Impact sur le taux de couverture
Néanmoins, cette absence de liquidité comporte aussi des avantages. Pour les caisses de pension, l’accroissement de la proportion de placements non cotés stabilise leur degré de couverture. Cela permet également d’accroître les attentes de rendement du portefeuille en investissant dans des actifs globalement plus risqués mais peu volatiles.
Rappelons que la volatilité est la mesure habituelle du risque d’un placement. Un investissement peu volatil apparaît donc comme faiblement risqué, alors qu’il n’en est rien pour la majorité des placements illiquides.
La recherche de sources de performances additionnelles n’est toutefois pas l’apanage des institutions de prévoyance helvétiques. La grande majorité des investisseurs institutionnels autour du globe rencontrent les mêmes difficultés et appliquent souvent les mêmes solutions. Du reste, des études récentes montrent que les actifs attendant d’être investis dans les marchés illiquides ont fortement augmenté ces dernières années. Il paraît donc raisonnable de questionner les attentes de rendement, souvent élevées, de ces placements.

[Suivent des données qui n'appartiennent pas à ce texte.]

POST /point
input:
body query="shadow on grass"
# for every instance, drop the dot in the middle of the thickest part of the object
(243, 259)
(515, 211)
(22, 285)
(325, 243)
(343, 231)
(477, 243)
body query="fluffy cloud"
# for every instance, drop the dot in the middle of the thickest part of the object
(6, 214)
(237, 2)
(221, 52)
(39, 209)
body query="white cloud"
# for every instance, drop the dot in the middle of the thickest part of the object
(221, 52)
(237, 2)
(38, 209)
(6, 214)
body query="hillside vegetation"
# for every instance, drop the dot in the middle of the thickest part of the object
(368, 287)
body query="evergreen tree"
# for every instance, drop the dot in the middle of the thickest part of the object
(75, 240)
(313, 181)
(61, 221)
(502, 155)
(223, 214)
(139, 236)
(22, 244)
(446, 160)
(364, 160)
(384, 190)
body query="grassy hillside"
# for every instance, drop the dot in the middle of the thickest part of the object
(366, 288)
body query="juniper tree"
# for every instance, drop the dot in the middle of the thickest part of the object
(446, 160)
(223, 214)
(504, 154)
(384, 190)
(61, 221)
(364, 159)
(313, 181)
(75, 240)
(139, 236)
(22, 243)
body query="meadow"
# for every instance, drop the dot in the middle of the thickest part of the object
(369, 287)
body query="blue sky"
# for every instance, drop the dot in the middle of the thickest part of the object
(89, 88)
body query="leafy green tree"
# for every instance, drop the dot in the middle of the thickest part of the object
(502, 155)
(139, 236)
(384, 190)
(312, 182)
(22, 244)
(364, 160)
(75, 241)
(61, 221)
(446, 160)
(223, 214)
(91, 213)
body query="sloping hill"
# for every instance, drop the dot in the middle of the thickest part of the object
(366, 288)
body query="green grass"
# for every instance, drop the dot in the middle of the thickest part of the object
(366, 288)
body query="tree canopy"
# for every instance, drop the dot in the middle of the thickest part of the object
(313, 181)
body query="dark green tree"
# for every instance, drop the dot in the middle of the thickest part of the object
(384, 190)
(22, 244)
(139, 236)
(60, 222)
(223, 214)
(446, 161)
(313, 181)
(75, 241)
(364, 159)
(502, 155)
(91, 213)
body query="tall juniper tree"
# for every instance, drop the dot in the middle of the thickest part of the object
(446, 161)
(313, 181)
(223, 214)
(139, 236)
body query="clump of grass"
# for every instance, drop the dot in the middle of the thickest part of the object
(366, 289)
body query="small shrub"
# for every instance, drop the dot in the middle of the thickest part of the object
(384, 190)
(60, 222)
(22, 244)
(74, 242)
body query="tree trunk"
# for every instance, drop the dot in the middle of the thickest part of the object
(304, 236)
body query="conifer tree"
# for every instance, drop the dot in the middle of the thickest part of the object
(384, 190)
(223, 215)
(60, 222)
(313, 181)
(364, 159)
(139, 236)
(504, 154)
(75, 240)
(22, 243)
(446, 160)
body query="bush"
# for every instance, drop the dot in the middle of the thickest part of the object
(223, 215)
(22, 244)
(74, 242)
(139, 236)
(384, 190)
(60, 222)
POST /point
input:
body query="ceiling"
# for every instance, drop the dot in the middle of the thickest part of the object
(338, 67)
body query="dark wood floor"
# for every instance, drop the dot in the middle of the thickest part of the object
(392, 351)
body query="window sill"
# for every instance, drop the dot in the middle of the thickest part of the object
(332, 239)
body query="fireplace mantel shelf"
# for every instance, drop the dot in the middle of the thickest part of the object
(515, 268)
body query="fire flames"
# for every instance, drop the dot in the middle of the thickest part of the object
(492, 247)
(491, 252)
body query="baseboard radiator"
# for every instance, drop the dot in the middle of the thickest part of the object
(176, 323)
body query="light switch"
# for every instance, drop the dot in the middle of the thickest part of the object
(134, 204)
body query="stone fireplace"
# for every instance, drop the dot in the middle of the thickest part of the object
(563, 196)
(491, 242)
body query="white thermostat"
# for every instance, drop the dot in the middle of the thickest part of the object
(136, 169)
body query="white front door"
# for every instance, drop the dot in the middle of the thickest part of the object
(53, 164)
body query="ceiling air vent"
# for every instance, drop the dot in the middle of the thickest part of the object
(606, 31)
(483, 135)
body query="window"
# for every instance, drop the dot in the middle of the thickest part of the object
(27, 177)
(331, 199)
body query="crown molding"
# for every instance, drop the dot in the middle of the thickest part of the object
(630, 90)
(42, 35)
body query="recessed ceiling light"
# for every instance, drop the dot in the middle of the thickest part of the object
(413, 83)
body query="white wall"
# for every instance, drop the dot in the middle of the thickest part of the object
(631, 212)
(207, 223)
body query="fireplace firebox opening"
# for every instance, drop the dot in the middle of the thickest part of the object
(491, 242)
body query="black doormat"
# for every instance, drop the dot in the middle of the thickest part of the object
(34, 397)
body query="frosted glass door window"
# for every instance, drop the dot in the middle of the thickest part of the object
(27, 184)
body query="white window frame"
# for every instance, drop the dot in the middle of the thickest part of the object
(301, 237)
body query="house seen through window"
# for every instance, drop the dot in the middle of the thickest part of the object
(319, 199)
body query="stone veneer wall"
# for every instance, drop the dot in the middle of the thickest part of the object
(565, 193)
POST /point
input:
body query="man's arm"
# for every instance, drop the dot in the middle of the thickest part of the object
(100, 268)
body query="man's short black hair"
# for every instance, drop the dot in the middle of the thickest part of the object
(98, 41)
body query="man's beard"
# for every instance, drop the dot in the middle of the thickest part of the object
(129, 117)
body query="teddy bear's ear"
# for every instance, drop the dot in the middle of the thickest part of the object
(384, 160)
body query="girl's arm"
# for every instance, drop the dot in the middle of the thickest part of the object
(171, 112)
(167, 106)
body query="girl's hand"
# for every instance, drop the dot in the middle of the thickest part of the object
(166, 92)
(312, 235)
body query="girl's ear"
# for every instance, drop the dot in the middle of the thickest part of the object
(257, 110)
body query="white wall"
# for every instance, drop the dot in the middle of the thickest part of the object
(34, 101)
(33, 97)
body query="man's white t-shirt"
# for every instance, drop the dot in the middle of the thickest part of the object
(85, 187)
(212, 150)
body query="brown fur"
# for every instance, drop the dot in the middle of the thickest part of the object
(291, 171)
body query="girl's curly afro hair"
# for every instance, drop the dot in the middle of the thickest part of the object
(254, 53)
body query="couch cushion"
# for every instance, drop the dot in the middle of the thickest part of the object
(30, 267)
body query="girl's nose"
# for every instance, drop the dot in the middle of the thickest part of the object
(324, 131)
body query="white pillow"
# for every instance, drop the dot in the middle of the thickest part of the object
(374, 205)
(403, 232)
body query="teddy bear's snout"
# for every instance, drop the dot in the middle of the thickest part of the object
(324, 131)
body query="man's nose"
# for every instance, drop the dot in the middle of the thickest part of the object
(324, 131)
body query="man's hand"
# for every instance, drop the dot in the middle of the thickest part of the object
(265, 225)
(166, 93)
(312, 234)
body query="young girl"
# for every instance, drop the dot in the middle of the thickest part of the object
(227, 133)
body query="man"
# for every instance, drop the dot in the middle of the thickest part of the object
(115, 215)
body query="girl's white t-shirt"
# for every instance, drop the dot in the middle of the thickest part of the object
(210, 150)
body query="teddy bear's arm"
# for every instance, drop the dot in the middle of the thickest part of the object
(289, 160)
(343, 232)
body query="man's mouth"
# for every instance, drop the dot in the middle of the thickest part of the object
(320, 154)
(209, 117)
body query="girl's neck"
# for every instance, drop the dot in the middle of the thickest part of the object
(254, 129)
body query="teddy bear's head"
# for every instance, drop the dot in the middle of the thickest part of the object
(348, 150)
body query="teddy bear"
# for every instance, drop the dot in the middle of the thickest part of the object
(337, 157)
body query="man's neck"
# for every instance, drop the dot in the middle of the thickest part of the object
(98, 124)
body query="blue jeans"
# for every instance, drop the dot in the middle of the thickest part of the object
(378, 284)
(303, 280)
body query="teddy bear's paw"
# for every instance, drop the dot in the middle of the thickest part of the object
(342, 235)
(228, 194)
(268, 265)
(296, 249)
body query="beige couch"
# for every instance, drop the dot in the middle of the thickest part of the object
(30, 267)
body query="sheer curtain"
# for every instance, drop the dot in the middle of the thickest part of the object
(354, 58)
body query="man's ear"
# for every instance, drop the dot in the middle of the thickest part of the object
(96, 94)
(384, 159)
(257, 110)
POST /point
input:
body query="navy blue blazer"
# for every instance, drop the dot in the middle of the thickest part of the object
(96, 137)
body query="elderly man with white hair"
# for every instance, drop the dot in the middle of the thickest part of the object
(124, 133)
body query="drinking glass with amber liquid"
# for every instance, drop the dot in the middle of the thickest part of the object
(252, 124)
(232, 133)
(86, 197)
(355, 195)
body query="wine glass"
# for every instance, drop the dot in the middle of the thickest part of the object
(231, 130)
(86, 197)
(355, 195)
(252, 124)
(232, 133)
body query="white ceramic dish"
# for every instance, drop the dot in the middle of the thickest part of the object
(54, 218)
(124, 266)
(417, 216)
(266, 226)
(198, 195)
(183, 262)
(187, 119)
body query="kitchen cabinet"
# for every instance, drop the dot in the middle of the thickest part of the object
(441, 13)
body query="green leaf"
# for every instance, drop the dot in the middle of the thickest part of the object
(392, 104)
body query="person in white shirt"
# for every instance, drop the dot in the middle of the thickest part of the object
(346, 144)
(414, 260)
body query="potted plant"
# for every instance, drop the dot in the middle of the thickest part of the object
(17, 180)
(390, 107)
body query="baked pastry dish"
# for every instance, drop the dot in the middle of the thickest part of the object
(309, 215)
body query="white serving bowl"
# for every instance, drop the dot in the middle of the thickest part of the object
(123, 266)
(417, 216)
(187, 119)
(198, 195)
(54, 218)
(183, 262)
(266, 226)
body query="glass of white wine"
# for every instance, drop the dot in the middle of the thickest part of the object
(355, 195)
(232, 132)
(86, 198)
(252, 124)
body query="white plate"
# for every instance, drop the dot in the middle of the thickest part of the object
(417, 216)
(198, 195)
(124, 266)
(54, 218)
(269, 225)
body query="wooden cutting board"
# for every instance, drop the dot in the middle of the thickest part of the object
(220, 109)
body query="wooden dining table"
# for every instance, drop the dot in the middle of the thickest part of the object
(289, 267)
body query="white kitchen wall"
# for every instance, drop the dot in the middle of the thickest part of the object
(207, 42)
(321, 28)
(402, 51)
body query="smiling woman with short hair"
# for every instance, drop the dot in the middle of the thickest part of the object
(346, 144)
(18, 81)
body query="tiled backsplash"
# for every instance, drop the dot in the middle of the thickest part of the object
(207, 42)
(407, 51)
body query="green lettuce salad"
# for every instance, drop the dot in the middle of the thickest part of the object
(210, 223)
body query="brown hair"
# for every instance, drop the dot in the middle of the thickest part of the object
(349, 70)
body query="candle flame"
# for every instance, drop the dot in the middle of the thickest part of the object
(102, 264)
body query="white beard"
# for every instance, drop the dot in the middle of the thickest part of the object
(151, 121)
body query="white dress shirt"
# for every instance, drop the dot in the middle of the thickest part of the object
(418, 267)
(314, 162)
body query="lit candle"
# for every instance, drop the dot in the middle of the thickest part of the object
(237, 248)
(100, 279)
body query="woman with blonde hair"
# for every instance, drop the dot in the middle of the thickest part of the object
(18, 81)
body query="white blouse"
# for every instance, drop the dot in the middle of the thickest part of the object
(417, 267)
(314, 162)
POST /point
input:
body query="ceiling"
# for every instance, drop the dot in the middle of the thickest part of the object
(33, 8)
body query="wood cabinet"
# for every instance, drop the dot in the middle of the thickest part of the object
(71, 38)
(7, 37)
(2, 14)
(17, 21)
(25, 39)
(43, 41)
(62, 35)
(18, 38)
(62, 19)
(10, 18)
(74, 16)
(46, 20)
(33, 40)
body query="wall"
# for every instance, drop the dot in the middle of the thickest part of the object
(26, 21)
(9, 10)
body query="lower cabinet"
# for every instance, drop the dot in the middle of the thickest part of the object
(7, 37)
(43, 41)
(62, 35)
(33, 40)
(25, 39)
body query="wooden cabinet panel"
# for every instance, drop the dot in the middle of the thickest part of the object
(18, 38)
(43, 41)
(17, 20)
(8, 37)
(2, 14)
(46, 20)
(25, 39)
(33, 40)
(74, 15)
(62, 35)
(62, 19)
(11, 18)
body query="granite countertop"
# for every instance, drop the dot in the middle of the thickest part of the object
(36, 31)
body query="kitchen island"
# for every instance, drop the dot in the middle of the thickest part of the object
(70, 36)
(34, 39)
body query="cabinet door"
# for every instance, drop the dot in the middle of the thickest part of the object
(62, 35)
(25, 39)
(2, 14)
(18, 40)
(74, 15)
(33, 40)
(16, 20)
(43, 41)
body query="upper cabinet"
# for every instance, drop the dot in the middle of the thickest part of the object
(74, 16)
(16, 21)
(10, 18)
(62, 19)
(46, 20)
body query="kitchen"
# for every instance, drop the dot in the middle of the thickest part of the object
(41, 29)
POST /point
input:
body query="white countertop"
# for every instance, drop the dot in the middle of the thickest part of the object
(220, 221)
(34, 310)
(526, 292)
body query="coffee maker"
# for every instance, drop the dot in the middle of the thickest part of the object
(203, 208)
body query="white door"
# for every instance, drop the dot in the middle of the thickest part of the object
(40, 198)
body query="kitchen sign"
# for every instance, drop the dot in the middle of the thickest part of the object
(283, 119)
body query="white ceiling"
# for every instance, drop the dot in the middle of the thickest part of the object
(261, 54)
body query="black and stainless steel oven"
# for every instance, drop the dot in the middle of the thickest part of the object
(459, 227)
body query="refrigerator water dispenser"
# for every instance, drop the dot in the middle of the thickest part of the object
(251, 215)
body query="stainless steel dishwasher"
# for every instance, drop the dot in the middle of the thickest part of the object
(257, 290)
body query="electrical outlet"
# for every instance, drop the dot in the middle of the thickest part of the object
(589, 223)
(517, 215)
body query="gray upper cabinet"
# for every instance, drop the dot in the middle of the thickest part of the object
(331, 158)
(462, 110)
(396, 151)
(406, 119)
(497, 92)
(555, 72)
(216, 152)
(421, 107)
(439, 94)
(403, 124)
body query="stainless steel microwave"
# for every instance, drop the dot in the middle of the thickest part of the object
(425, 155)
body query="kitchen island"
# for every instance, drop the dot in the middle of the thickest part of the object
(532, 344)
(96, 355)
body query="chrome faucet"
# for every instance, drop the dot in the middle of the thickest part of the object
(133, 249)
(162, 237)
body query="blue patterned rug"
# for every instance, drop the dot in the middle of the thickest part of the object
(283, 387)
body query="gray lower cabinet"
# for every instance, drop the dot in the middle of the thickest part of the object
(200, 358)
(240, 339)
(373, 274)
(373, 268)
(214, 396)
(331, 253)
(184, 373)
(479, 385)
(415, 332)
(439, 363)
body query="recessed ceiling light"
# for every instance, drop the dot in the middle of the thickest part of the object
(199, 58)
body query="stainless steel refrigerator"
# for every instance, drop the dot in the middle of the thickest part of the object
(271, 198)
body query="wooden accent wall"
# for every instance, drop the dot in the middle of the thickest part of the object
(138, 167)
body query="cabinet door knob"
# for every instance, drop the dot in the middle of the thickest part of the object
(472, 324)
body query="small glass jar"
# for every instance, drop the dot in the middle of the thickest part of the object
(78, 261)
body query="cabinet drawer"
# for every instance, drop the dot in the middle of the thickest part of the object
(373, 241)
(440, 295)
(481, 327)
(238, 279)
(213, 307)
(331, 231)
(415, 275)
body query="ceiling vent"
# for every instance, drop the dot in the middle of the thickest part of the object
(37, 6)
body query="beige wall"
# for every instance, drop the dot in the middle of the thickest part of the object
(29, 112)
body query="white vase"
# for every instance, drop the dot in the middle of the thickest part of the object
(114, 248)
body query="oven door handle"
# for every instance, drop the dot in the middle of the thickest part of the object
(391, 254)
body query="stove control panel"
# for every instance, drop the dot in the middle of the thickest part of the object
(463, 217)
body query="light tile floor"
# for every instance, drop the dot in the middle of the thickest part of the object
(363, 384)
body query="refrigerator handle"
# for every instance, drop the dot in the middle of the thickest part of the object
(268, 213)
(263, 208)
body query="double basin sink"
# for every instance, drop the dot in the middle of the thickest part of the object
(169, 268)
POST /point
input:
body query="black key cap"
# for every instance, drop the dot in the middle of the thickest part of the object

L’investisseur doit se demander s’il sera correctement rémunéré pour les risques pris et tenir compte de la perte de flexibilité induite par l’illiquidité. Il doit aussi questionner le degré d’illiquidité de son portefeuille existant et définir le montant maximal supportable à moyen et à long terme, sachant qu’une forte baisse des placements liquides entraînera probablement un accroissement de la part des placements illiquides. Il n’y a pas de réponse unique à ces questions et chaque caisse de pension doit y répondre en tenant compte de ses spécificités, notamment de sa structure démographique et de sa tolérance au risque.